KPMG Australia fires staff for using expenses to pay strippers
The Australian wing of global advisory giant KPMG has parted ways with several of its Melbourne staff, after it emerged they had allegedly expensed their “boys’ night out” to the firm. The annual trips excluded female employees, and included visits to strip clubs and hospitals in seemingly equal measures.
According to Australian business newspaper AFR members of KPMG's Melbourne office were dismissed following a 2018 investigation into annual “boys’ night out” events, which featured binge drinking and other debauched behaviour.
Along with visiting strip clubs, those attending the “boys’ night out” sessions in the mid-2010s told KPMG of a range of lurid debacles, including one member crawling through his own vomit, while another was picked up in an ambulance.
KPMG investigated the behaviour in 2018, having been tipped off about a previous 2015 event. In that case, the invitation was sent to 80 male employees ranging from summer interns through to directors in the firm’s Private Enterprise division. The division provides services to family businesse, private sector businesses and family offices.
After the goings on became public in 2021, KPMG CEO Gary Wingrove told the AFR, “As soon as this was uncovered in 2018, I ensured it was investigated straight away, and took disciplinary actions, including people exiting.
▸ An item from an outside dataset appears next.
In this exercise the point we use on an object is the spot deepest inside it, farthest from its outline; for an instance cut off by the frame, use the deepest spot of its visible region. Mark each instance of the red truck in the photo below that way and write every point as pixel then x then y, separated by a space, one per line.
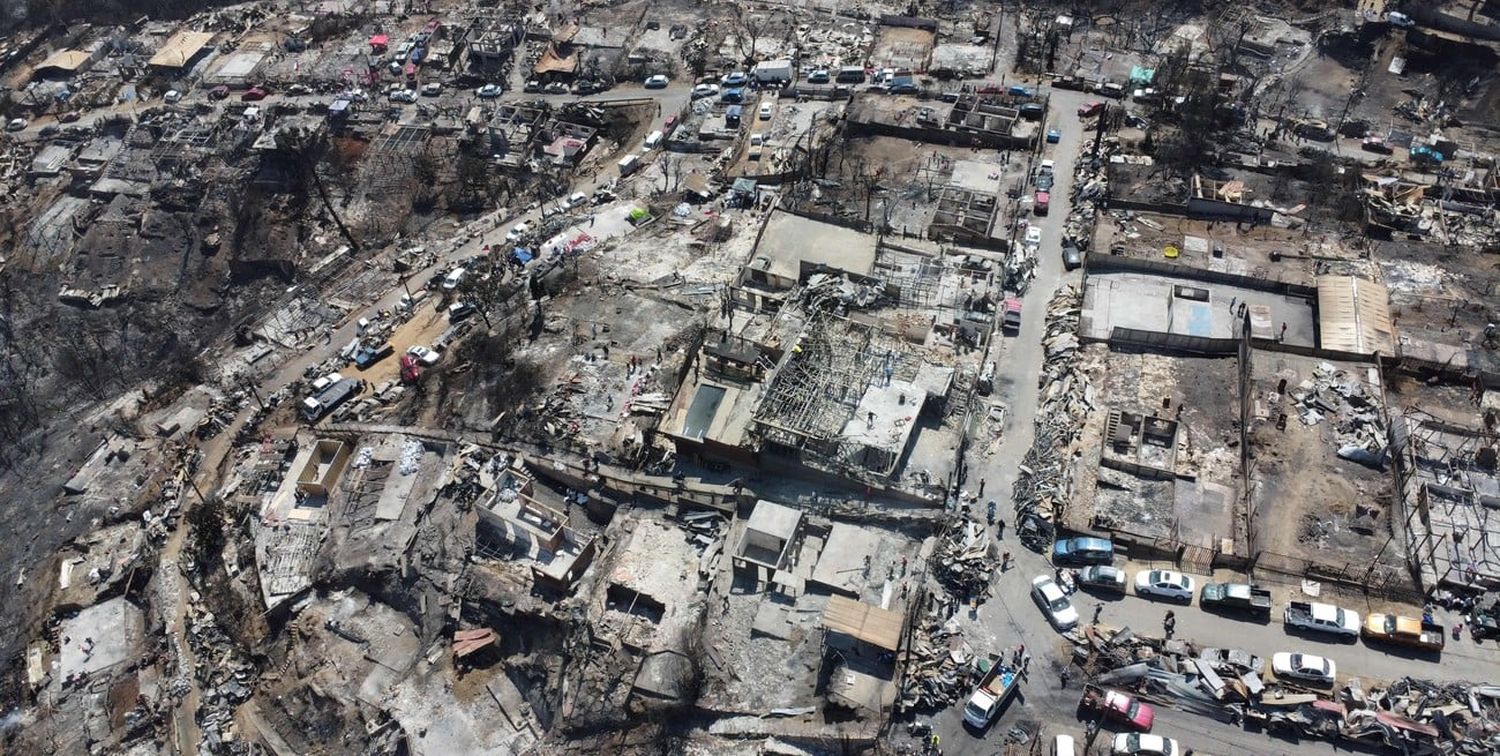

We then made a number of key leadership changes, bolstered senior female representation, and took further actions to improve the culture in this team. The conduct was totally unaligned with our values… covertly organised, and in no way sanctioned by KPMG.”
Female staff of the Big Four firm were excluded from the events – which also saw strippers hired allegedly at the expense of the firm. As the firm looks to repair the damage to its identity, as Wingrove mentioned, it has promoted more women into leadership positions to replace the men fired for their misdemeanours.
The breaking of the story also follows more damaging revelations that workplace complaints at KPMG grew between 2014 and March 2019, as Australian workplaces face a reckoning over the widespread mistreatment and harassment of their female employees.
Also as reported by the AFR, allegations of bullying and sexual harassment grew or remained steady over that period, raising questions about how widespread the conduct is, and how the firm is working to address it.